E’ stata pubblicata sulla Gazzetta Ufficiale dell’8 giugno scorso la sentenza della Corte Costituzionale che ha dichiarato incostituzionale una disposizione normativa della regione Toscana dai contenuti smaccatamente filo-venatori, gravissimi per gli animali selvatici e l’ambiente.

La sentenza n.124 del 2016 ha determinato la cancellazione dei commi 2 e 3 dell’articolo 11 della legge toscana sulla caccia. Tali commi disponevano la costituzione di Ambiti Territoriali di Caccia (ATC) di dimensione provinciale, mentre la normativa nazionale impone che gli ATC siano di dimensione “subprovinciale”, disponendo così che ogni Provincia ne deve contenere almeno due.

Gli ATC sono una sorta di “associazioni” che hanno il compito di implementare sul territorio le disposizioni degli enti provinciali in materia di tutela degli animali selvatici e caccia. L’organo direttivo degli ATC è costituito per la maggioranza di cacciatori ed agricoltori, mentre le associazioni “ambientaliste” - molto spesso emanazione di quelle dei cacciatori – rappresentano una risicata minoranza. Non è quindi difficile capire in quale direzione possano andare le decisioni assunte da un organo così costituito.

A seguito del riordino amministrativo che ha determinato la scomparsa delle Province, la regione Toscana invece di avocare a sé la gestione della caccia e della tutela della fauna selvatica, aveva deciso di modificare la legge regionale allo scopo di trasferire le competenze provinciali agli ATC. Una manovra che aveva comportato la ridefinizione dei confini di questi organismi, ricalcando quelli delle Province, oramai destituite dei loro compiti.

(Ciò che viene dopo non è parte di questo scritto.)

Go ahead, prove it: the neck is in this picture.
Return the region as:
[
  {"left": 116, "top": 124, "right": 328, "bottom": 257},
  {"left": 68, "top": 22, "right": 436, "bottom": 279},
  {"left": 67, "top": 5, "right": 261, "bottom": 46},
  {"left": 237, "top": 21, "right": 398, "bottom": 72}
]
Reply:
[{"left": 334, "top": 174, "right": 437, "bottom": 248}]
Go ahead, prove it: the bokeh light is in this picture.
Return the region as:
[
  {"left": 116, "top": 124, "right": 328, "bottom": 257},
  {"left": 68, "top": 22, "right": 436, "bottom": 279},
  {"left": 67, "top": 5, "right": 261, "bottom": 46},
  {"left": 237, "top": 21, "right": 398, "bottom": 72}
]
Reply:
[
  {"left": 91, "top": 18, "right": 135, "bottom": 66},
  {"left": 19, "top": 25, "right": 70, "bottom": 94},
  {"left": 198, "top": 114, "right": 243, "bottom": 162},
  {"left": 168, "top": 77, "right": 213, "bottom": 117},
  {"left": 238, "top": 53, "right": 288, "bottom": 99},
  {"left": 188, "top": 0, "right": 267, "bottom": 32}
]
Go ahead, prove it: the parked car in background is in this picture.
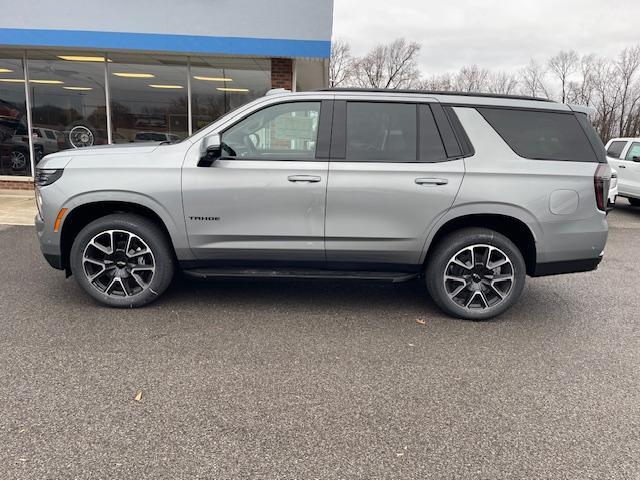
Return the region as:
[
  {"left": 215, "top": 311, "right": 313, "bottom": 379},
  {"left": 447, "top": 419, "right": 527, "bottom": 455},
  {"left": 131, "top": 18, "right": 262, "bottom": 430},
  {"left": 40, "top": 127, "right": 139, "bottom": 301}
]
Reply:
[
  {"left": 35, "top": 90, "right": 611, "bottom": 320},
  {"left": 133, "top": 132, "right": 180, "bottom": 143},
  {"left": 605, "top": 138, "right": 640, "bottom": 207}
]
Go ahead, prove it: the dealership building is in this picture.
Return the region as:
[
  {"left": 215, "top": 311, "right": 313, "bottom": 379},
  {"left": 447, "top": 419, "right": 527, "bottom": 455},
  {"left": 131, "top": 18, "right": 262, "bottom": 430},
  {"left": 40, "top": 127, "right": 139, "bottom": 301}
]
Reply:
[{"left": 0, "top": 0, "right": 333, "bottom": 188}]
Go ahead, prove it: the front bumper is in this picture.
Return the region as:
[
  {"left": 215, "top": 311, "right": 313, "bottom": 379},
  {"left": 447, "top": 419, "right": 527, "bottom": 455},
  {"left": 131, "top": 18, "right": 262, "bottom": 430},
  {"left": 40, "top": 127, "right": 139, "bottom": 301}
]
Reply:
[{"left": 34, "top": 214, "right": 64, "bottom": 270}]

Una decisione smaccatamente filo-venatoria che avrebbe aperto orizzonti ancora più cupi di quelli determinati dall’approvazione della famigerata “legge Remaschi”, perché avrebbe consegnato nelle mani dei cacciatori anche le scelte in ordine alla tutela della fauna selvatica, un po’ come decidere che i rapinatori fossero le nuove figure individuate per fare la guardia alle banche!

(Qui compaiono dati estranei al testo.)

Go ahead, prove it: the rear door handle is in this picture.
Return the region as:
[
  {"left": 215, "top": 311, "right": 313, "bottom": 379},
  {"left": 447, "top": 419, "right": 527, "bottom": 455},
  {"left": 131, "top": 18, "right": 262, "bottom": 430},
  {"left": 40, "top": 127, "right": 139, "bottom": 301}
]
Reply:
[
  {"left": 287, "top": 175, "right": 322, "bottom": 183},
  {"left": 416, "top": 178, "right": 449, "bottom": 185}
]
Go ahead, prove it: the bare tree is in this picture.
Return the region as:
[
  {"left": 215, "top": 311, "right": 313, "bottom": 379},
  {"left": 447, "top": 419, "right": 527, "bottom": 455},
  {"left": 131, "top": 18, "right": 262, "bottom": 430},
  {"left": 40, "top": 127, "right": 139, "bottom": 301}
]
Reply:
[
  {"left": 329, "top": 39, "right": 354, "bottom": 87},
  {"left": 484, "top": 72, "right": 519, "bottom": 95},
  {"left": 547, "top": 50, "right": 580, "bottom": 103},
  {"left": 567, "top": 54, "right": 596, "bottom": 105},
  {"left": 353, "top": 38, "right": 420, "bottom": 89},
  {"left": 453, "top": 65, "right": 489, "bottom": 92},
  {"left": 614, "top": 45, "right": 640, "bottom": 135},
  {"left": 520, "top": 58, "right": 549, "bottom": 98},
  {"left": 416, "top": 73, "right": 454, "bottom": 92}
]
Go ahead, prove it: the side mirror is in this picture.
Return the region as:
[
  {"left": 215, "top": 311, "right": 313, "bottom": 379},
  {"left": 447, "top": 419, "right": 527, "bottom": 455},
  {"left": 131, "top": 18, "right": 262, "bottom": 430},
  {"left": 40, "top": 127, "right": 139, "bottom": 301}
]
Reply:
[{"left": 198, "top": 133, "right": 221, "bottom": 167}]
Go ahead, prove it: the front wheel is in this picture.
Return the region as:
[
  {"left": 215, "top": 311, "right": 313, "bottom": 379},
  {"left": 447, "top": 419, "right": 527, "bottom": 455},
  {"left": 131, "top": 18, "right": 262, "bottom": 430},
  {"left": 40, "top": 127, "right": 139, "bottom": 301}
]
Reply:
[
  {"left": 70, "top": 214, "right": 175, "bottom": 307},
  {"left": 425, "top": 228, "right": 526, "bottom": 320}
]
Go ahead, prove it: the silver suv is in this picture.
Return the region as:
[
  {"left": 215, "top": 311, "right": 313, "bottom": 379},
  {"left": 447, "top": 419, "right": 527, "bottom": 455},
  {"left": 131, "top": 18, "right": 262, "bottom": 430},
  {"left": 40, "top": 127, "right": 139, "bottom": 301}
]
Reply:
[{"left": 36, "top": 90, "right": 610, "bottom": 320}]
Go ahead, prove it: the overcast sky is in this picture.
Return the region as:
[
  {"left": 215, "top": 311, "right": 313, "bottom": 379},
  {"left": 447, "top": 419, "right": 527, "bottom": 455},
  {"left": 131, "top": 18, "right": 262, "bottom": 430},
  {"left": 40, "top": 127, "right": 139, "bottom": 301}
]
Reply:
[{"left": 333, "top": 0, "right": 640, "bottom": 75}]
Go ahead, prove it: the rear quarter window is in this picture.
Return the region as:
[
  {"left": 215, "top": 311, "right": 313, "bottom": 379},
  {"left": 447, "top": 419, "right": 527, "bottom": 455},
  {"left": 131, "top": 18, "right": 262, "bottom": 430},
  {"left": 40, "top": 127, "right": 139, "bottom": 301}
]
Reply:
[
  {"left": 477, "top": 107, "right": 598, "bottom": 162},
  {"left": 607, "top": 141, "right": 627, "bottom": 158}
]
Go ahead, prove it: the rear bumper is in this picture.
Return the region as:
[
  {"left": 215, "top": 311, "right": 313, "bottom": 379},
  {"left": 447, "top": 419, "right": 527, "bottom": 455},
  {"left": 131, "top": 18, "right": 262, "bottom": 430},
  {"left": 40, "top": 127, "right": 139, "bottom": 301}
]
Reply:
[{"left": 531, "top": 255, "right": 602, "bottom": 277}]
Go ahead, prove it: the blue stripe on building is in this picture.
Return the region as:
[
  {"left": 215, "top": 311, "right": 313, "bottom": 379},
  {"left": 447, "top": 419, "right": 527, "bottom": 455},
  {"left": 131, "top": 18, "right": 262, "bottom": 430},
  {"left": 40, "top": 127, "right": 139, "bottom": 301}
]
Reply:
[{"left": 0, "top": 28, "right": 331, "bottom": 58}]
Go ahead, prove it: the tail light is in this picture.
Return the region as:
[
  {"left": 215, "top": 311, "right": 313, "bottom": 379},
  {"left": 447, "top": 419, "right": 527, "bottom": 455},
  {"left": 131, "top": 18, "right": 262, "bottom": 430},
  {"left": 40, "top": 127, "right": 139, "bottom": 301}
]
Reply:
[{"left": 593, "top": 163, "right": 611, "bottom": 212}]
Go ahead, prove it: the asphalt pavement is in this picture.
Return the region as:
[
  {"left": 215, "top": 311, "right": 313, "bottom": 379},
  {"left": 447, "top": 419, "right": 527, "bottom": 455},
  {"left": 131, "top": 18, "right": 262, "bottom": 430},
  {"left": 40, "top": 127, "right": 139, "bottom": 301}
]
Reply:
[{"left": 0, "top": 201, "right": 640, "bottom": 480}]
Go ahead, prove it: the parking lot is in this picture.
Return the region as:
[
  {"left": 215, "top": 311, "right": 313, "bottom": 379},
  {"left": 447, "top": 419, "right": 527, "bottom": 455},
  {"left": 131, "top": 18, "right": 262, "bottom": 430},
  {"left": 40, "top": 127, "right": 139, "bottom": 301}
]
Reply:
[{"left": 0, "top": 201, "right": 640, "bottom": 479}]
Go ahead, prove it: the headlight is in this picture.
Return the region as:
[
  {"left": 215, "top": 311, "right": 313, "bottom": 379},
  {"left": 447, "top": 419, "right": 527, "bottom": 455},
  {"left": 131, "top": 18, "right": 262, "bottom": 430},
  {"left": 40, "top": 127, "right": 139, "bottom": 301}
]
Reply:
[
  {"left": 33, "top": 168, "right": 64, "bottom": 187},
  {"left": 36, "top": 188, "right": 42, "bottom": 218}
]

Fortunatamente il Governo Renzi, probabilmente resosi oramai conto dell’insostenibilità sociale delle scelte operate dalla maggioranza politica del Consiglio Regionale toscano, ha deciso di far intervenire la Corte Costituzionale che ha sonoramente bocciato le disposizioni regionali sugli ATC perché “la costituzione degli ambiti territoriali di caccia, prevista dall’art. 14 della legge n. 157 del 1992, manifesta uno standard inderogabile di tutela dell’ambiente e dell’ecosistema, con riferimento sia alla dimensione subprovinciale dell’ambito (sentenze n. 142 del 2013 e n. 4 del 2000), sia alla composizione degli organi direttivi (sentenze n. 268 del 2010 e n. 165 del 2009).”

Ora, in assenza di disposizioni chiare in ordine alla dimensione, al numero ed alla gestione degli ATC, è evidente che la caccia debba essere sospesa su tutto il territorio regionale. A questo scopo la LAV vigilerà sulle prossime decisioni del Consiglio Regionale della Toscana, e non tollerererà nuove incursioni della maggioranza politica a favore dei cacciatori.